As a child I suffered from asthma — so much so that I sometimes had to sleep in a chair in an upright position for days, weeks, or months at a time.
If I would try to lie down, I would choke. Sophisticated drugs that make breathing a bit easier for asthmatics had not been developed. They came from research, which World War II initiated among servicemen so afflicted. The solace given by that favorite chair made it truly a home base for relief and comfort.

I was allergic to grasses, leaves, and fall pollens, so I had to be kept indoors while the other kids in the neighborhood played outside. I also was allergic to dander from cats and dogs, so when I mustered enough strength to yell, “go home,” the dogs always left the first time I cried out —the cats sometimes needed a second call.
We talk about home plate on the baseball field and a home run is part of the athlete’s victory happiness. Perhaps the very greatest happiness during a family’s vacation is visiting the “old home place” or best of all, arriving back home after being away for a whole day or more. Imagine the emotional glee that a soldier experiences when he or she returns home after a long deployment.
It was not from thin air that the committees working on the biggest financial campaign in our diocese’s history, now over a quarter of a century old, chose Home as one of the major themes of the campaigns surrounding us.

Where we live is our home. Where we work is our home away from home. And so is our parish church. No matter how elegant or plain, large or small, old or new, urban or rural, old style or new, our church home is, it is in this building, no matter how grand or simple, in which we are given the new life of grace in baptism, healed in penance, fortified with the nourishment of the Eucharist, made a family in holy matrimony, and dispatched into the next world in our Christian funeral rites. And what we can honestly say of a parish church is especially true, let us say by a hundredfold, of that sacred spot where the bishop takes his seat, his cathedra, our cathedral.

A campaign is being launched to build up the Church in East Tennessee. Funds will be generously given for our poor (for are they not our real treasure?). Money will be raised to assure our priests a comfortable retirement. Capital improvements will be made in every single parish, from structural repairs to leaky windows. The value of Catholic education will be underwritten by funds that you will contribute. Our seminarians will be educated in the world’s most prestigious seminaries so as to give you priests who can serve you better. And at the top of this list of wonderful projects will be the building of a new cathedral.

The Church of East Tennessee is coming into its own. From the tiniest mission outpost to an area with large parishes, schools, and active social organizations, there is someplace for each of us to call home and from that place or person, the love of God, the holy face of Jesus shines forth.

This concept of home as foundational to a happy life is not a pipe dream. It is real. I do hope that every member of our diocese, local or imported, will implement this concept of home in the manner we think, pray, and live as the years fly by.

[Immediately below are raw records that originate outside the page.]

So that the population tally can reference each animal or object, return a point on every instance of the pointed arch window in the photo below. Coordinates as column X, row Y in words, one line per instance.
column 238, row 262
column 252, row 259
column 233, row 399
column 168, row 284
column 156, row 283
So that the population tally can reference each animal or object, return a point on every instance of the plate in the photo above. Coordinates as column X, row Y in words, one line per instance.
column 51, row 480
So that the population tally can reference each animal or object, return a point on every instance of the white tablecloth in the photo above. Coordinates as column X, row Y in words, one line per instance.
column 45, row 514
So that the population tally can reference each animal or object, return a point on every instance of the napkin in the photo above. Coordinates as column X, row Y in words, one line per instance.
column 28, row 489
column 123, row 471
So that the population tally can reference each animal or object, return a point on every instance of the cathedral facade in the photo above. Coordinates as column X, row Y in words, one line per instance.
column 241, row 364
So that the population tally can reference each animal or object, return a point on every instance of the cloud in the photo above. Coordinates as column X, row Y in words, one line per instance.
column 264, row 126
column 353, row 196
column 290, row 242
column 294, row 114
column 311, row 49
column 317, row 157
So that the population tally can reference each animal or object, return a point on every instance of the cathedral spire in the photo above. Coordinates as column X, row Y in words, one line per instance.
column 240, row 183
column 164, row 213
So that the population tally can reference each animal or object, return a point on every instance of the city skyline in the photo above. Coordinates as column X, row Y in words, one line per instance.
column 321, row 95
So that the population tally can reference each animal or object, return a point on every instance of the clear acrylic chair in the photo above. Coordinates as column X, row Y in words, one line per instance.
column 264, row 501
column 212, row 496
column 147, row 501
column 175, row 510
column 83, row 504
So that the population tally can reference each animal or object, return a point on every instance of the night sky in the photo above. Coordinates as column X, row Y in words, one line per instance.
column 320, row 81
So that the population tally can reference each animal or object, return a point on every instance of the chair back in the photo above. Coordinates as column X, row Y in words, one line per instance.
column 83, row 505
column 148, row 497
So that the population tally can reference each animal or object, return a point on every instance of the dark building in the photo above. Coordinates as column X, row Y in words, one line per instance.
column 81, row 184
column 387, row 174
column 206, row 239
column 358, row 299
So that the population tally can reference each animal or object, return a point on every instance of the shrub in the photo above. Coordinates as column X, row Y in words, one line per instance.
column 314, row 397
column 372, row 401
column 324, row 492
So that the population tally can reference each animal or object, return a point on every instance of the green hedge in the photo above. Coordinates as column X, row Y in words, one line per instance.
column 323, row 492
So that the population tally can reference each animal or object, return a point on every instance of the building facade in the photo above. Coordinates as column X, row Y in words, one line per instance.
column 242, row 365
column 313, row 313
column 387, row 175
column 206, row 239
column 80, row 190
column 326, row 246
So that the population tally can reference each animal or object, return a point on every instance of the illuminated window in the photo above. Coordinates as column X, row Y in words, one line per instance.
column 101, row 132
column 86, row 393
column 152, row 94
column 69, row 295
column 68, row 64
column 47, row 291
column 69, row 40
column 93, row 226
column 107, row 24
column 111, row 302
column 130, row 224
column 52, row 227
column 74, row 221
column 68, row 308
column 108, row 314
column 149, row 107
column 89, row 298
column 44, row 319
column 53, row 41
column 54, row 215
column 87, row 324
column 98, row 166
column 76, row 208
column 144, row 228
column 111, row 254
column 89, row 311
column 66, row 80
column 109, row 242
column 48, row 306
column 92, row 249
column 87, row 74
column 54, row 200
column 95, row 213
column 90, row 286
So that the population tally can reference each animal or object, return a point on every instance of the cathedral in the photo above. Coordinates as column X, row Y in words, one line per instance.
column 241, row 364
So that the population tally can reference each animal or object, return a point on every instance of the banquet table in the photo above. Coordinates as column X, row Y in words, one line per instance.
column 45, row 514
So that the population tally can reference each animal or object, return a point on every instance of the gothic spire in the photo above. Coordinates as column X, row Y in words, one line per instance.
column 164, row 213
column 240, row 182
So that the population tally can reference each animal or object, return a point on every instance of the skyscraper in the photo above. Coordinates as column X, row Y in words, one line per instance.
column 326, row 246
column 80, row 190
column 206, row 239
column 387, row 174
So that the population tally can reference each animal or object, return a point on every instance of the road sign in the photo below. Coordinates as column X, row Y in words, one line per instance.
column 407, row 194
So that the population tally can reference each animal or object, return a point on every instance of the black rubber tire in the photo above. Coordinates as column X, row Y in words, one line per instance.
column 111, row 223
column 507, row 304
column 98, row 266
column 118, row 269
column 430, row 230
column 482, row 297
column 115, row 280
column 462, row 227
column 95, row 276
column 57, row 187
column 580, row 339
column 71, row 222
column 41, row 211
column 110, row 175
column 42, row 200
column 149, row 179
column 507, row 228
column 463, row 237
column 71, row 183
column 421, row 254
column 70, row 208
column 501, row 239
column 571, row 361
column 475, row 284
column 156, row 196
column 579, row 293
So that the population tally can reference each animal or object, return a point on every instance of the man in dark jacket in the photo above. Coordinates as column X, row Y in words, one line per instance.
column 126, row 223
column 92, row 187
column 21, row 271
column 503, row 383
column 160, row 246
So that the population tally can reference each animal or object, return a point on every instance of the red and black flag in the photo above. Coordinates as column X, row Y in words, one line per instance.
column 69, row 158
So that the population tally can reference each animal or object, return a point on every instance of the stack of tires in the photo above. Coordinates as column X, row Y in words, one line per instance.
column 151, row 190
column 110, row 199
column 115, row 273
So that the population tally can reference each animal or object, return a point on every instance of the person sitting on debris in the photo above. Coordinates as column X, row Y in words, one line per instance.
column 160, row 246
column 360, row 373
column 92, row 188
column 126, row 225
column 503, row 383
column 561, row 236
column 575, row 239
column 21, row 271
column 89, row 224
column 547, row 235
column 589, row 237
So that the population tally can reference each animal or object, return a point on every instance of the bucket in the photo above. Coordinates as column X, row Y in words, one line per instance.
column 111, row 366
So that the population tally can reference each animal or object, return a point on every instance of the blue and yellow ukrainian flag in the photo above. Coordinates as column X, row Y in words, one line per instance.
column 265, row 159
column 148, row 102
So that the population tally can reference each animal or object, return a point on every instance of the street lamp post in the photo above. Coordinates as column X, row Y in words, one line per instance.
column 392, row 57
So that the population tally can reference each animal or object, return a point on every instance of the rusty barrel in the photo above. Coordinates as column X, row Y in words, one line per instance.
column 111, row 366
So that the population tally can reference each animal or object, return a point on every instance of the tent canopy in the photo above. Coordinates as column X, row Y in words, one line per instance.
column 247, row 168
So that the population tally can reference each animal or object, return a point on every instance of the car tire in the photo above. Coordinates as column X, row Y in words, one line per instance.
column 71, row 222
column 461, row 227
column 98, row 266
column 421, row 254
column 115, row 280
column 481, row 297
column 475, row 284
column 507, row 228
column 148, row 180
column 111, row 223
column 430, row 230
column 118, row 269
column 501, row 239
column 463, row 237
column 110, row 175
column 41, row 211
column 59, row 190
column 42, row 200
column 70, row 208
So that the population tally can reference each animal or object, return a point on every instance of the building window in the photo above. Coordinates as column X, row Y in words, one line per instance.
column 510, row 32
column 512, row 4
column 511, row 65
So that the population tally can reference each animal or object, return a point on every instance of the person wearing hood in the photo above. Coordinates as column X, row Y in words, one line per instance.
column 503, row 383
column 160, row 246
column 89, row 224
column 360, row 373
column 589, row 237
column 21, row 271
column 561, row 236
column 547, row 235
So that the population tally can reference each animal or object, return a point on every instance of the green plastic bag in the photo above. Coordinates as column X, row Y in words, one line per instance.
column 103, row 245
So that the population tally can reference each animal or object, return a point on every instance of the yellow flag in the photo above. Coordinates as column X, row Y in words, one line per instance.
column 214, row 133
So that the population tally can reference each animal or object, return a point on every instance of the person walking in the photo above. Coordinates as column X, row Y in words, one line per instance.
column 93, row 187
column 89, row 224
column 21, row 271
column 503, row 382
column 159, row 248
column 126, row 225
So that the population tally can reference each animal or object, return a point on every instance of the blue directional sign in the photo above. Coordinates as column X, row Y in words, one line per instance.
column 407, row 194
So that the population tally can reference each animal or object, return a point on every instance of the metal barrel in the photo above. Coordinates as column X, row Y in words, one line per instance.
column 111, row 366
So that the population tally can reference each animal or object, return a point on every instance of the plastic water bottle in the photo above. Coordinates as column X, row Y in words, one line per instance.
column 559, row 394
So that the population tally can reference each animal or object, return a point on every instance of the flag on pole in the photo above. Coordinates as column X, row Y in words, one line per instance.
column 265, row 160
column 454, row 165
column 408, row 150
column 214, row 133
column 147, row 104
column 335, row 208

If I may be permitted a personal reflection:

My father purchased a 105-year-old farmhouse in 1935. It had five rooms with 11-and-a-half-foot-high ceilings (an architectural device to afford cooling on summer days), a 30-foot central hallway with only 10-foot-high ceilings, and an added on kitchen. Inside plumbing and electricity had been added by 1900. Mansions, some three- and four-stories tall were added during the 1880s and 1890s, along streets and avenues laid out shortly after the American Civil War. Many have been razed as the University of Tennessee has grown and grown. A few remain in various stages of repair or disrepair.
Nevertheless, old West Knoxville still lives.

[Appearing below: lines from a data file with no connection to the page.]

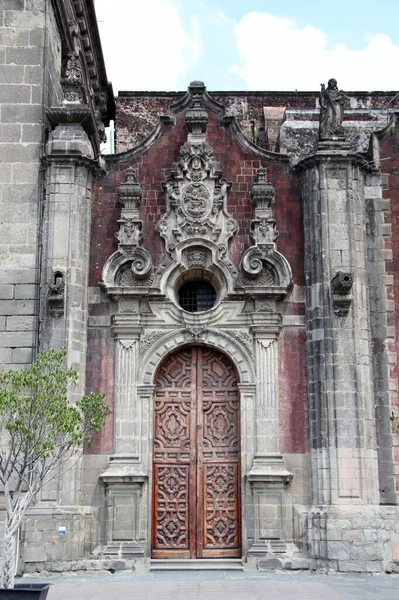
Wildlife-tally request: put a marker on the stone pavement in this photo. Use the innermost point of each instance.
(222, 585)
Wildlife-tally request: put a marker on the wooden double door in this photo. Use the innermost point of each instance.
(196, 457)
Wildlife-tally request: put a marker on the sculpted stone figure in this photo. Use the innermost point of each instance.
(332, 103)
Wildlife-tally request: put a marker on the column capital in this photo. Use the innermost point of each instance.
(270, 331)
(125, 327)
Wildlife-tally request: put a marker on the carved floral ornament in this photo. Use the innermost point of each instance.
(197, 226)
(261, 264)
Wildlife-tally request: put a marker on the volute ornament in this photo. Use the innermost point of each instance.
(261, 265)
(72, 83)
(196, 192)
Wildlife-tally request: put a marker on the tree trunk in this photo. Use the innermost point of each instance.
(8, 568)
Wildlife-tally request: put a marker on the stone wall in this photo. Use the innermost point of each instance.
(30, 67)
(138, 112)
(388, 224)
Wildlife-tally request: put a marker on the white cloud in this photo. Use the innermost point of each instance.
(145, 44)
(276, 54)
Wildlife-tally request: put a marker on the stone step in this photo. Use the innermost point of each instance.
(196, 564)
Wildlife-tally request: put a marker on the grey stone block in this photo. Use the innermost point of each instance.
(33, 74)
(16, 340)
(5, 355)
(25, 292)
(12, 4)
(21, 193)
(270, 564)
(31, 132)
(21, 113)
(16, 307)
(6, 292)
(20, 94)
(20, 323)
(36, 37)
(17, 153)
(11, 73)
(10, 132)
(5, 174)
(23, 55)
(24, 19)
(18, 275)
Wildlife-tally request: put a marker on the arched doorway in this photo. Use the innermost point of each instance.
(196, 456)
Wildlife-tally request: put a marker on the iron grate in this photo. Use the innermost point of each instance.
(197, 296)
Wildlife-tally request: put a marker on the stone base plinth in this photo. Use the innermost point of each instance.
(353, 538)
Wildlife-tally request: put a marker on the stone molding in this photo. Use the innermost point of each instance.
(262, 267)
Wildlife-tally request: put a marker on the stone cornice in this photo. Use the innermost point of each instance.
(333, 156)
(230, 122)
(77, 23)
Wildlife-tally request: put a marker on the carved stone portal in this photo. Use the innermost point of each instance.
(261, 264)
(196, 193)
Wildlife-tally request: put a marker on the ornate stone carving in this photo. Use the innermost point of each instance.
(197, 331)
(130, 193)
(196, 116)
(341, 287)
(331, 110)
(56, 295)
(265, 278)
(262, 193)
(128, 279)
(130, 235)
(148, 339)
(72, 82)
(196, 258)
(196, 192)
(261, 264)
(243, 337)
(127, 305)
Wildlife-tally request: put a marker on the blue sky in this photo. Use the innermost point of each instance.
(256, 44)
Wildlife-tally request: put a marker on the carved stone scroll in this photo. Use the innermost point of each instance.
(261, 264)
(196, 192)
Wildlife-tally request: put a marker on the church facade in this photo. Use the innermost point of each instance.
(228, 279)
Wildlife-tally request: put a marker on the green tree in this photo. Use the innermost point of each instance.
(40, 432)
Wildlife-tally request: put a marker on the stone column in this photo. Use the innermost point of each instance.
(127, 409)
(268, 477)
(126, 477)
(341, 403)
(65, 265)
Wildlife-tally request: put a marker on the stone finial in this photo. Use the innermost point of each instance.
(130, 192)
(341, 287)
(332, 103)
(197, 117)
(72, 82)
(56, 295)
(262, 192)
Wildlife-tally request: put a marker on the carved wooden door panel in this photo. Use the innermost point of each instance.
(196, 458)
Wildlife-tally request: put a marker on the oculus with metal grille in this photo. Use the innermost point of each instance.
(197, 296)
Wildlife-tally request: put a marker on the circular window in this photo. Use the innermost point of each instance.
(197, 296)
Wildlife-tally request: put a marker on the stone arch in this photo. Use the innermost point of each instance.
(238, 350)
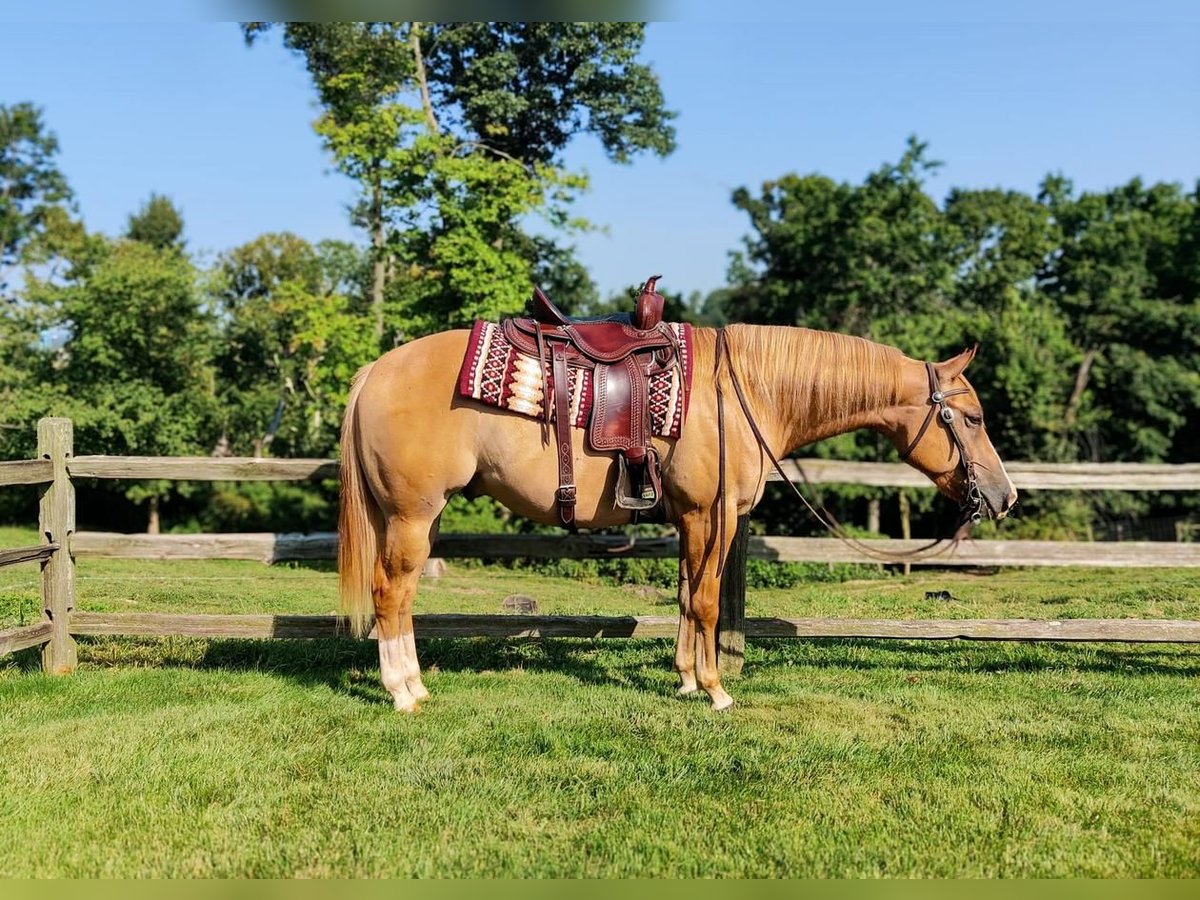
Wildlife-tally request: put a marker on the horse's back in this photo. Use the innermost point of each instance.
(415, 441)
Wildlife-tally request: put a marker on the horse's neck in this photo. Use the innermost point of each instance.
(808, 385)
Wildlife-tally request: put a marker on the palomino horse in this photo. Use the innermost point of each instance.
(409, 443)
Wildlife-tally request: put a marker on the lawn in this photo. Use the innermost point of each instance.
(179, 757)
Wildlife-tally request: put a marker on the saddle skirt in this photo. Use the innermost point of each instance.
(502, 369)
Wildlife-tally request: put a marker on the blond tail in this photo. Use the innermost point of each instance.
(358, 523)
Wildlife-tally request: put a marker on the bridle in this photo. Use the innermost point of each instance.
(972, 502)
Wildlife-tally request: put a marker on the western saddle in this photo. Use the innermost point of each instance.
(623, 352)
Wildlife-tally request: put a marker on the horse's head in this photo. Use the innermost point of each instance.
(939, 429)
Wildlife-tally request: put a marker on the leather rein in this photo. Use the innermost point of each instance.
(972, 505)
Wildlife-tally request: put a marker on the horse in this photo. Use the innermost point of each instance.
(409, 443)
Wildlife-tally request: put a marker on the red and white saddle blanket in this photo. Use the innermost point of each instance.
(496, 373)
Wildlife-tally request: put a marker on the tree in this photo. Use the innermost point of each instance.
(34, 193)
(454, 132)
(291, 343)
(133, 369)
(1126, 275)
(157, 223)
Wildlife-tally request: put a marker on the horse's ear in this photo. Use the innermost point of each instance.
(953, 367)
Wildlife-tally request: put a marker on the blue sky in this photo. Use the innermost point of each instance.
(185, 109)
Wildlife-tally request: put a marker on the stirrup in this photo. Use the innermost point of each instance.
(648, 496)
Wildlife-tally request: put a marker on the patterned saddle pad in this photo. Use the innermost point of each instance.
(496, 373)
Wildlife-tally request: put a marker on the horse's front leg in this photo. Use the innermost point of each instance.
(701, 552)
(685, 643)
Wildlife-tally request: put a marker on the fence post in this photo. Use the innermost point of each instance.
(731, 627)
(57, 523)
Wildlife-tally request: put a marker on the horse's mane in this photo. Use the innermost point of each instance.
(834, 376)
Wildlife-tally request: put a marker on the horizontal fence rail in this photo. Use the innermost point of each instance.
(202, 468)
(267, 547)
(25, 636)
(25, 472)
(57, 467)
(1026, 475)
(471, 625)
(27, 555)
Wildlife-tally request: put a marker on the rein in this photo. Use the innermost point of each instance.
(937, 407)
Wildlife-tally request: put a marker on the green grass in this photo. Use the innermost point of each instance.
(179, 757)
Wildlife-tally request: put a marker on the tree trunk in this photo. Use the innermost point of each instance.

I first moved into these warm walls on April 1, 1935. I moved back home on July 1. The intervening years saw World War II, the Korean conflict, the Vietnam War, and the present wars, skirmishes, invasions, and fights. Now as I enter partial retirement, I hope to make the old home place an area of prayer, reading, research, and dabbling with tools. I might even bring my 1935 eight-cylinder Oldsmobile. I now belong once again to Immaculate Conception Parish (my grandparents, Robert Lewis Mankel and Lena Weyer, had been the first couple married in the completed new church building in May 1889). In the years God gives me, I hope to serve the parish, the diocese, the neighborhood, my family, and my brother priests in a positive manner for the good of the Church and my good, too.

Monsignor Mankel is a vicar general and the historical archivist for the Diocese of Knoxville.